В конце прошлого года правительство приняло постановление о том, что заключенные могут лечиться и в обычных гражданских больницах, на эти цели были выделены бюджетные деньги. Но они остались неизрасходованными, поскольку до сих пор отсутствуют договоры между региональными УФСИН и департаментами здравоохранения. Сами же заключенные получают помощь в минимальном объеме.
— Минздрав так и не разработал поправки, позволяющие финансировать медицинскую помощь заключенным из фонда ОМС. Врачи-специалисты появляются в СИЗО в исключительных случаях, выезд конвоя в районную поликлинику ради одного больного арестанта — не меньшая редкость, — констатирует Куликовский.
По словам адвоката Владимира Жеребенкова, перечень заболеваний, препятствующий дальнейшему пребыванию до суда под стражей, был принят два года назад, составляли его силовики, врачи в разработке участия не принимали.
— В этом перечне оказались болезни, которые вылечить уже невозможно, с этими болезнями выпускают арестантов только на собственные похороны, а не для лечения, — возмущается Жеребенков. Он защищал Веру Трифонову с тяжелой формой диабета, которую обвиняли в покушении на крупное мошенничество. По заключению врачей, она почти не видела, у нее отказала почка, в легких скопилась вода, и три раза в неделю ей нужно было делать гемодиализ. Но судьи четыре раза оставляли ее за решеткой, хотя на заседания ее приносили на носилках. В результате в апреле 2010 года Вера Трифонова скончалась в СИЗО.
— Сейчас у меня другой подзащитный, Сергей Оганов, и с ним история похожая.
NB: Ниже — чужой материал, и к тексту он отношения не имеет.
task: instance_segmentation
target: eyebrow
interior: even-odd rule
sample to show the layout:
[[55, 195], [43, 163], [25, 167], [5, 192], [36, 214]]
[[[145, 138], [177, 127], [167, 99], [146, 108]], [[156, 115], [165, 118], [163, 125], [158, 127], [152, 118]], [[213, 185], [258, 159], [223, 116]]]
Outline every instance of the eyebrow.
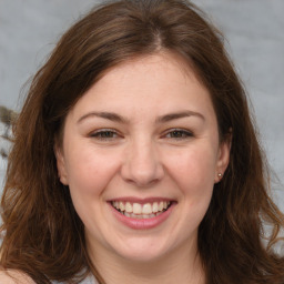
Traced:
[[102, 119], [105, 119], [105, 120], [111, 120], [111, 121], [114, 121], [114, 122], [120, 122], [120, 123], [126, 123], [128, 120], [122, 118], [121, 115], [116, 114], [116, 113], [113, 113], [113, 112], [89, 112], [87, 114], [84, 114], [83, 116], [81, 116], [77, 123], [80, 123], [82, 122], [83, 120], [85, 119], [90, 119], [92, 116], [97, 116], [97, 118], [102, 118]]
[[[119, 123], [123, 123], [123, 124], [126, 124], [129, 122], [129, 120], [126, 120], [125, 118], [123, 118], [114, 112], [89, 112], [89, 113], [84, 114], [83, 116], [81, 116], [77, 121], [77, 123], [81, 123], [83, 120], [90, 119], [92, 116], [102, 118], [105, 120], [110, 120], [110, 121], [114, 121], [114, 122], [119, 122]], [[197, 116], [202, 120], [205, 120], [205, 118], [199, 112], [181, 111], [181, 112], [173, 112], [173, 113], [169, 113], [165, 115], [161, 115], [161, 116], [156, 118], [155, 122], [164, 123], [164, 122], [169, 122], [172, 120], [178, 120], [178, 119], [183, 119], [183, 118], [189, 118], [189, 116]]]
У него диабет, но ни лекарств, ни квалифицированной помощи ему не оказывается. Он сам себе колет инсулин в Лефортово, — рассказывает Жеребенков. — Прокуратура против ареста, мы против ареста, а судья идет на поводу у следствия. При этом следователь вообще заявляет, что и выпускать его нельзя, потому что он болен. Так, мол, подследственный будет прятаться по больницам и мешать работе. А так он будет в тюрьме и лечиться, и у следователя всегда под рукой.
Председатель ГД по делам общественных объединений и религиозных организаций Ярослав Нилов считает, что тяжелые больные очень часто остаются за решеткой не только из-за жестокости и неверия их в ухудшение здоровья следователей и судей, но и потому, что в СИЗО ослаблен общественный контроль.
— Становится известно лишь о самых вопиющих случаях, когда у арестантов есть на воле близкие, которые могут дойти до правозащитников и журналистов. Арестантов попроще вообще никто не слышит, — говорит Нилов. — Поэтому нужно усиливать роль ОНК, которые должны чаще посещать СИЗО. Мы подготовили поправки, по которым члены ОНК имеют право вести видеосъемку в следственных изоляторах и тюрьмах. Чтобы никто не мог уже говорить, что обвинения арестантов и правозащитников голословны.